Earlier, the jury watched a videotape of Barbic, the executive director, confronting Hoye and crisply marking off 8 feet with a tape measure.
“I said, ‘Mr. Hoye, maybe you aren’t so good at math, but this is 8 feet, and I need you to stay 8 feet from the patients and staff,’ ” Barbic testified. She said he approached her, and she told him, “You’re frightening me. You’re scaring me. Please move away from me.”
Jurors, according to the prosecutor and the defense attorneys, said the tapes persuaded them that Hoye had indeed broken the law -- ironic, since Hoye had made the tapes to show the escorts harassing him.

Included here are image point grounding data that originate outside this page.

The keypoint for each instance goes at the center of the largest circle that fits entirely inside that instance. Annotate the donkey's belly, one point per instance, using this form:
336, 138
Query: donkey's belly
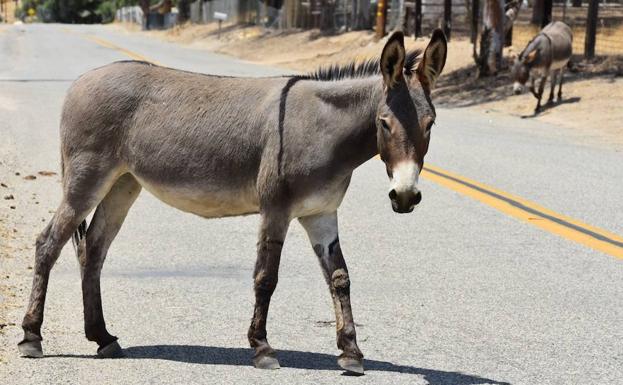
204, 202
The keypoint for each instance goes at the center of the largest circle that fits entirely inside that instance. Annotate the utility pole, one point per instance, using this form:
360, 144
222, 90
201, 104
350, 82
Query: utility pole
381, 17
591, 29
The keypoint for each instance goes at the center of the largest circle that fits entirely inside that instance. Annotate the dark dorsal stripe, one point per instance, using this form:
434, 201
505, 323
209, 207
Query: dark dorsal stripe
360, 69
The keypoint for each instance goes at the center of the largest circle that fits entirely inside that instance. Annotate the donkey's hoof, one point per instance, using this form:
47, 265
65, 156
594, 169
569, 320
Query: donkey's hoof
351, 365
30, 349
266, 362
112, 350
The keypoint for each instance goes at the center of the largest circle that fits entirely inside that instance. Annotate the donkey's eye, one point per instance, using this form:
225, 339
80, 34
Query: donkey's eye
385, 125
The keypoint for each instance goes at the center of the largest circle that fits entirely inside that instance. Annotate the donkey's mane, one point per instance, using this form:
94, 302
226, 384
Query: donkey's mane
359, 69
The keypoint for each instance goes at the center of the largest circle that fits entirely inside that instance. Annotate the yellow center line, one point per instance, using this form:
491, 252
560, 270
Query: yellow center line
127, 52
529, 212
105, 43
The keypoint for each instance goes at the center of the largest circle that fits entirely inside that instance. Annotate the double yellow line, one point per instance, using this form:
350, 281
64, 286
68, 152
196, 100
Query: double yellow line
131, 54
529, 212
107, 44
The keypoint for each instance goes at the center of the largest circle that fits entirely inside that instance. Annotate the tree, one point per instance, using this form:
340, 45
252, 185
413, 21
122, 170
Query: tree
497, 20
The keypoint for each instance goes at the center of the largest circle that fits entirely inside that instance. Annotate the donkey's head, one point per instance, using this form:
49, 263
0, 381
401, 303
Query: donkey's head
406, 115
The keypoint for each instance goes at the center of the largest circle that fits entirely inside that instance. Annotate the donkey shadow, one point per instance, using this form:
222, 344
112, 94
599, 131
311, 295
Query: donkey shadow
212, 355
548, 106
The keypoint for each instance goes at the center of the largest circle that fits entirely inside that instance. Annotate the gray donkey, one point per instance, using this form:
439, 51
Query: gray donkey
283, 147
547, 53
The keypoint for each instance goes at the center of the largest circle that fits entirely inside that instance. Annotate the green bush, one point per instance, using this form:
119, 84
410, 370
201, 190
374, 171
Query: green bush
106, 11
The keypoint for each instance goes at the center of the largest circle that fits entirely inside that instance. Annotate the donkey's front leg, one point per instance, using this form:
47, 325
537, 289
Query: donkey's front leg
323, 235
272, 234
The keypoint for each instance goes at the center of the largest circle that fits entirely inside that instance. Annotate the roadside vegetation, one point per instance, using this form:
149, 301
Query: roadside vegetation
71, 11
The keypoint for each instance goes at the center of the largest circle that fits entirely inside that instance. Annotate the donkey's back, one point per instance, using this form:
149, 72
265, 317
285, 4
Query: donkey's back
560, 43
195, 141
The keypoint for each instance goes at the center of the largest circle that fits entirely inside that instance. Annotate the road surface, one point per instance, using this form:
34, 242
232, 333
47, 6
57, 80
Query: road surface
462, 291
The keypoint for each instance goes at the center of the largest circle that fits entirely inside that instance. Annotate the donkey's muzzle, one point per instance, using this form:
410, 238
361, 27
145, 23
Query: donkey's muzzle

Meanwhile, Oakland officials say they are confident the ordinance will stand.
Oakland Supervising Deputy City Atty. Vicki Laden, who helped draft the law, said it was patterned on a Colorado statute that was upheld by the Supreme Court in 2000.
In that case, Hill vs. Colorado, the court reiterated its long-held position that any restrictions on speech must meet a high standard: they must be “content-neutral” and further an important government interest -- in this case, allowing patients unfettered access to medical care.
And so Hoye pursues his potted plant strategy, most recently on June 16. No one has called the cops on him. Yet.
He is trying to comply with the law, he said. “But on the inside, it’s tearing me up. The law is unjust, and I have a real frustration about that.”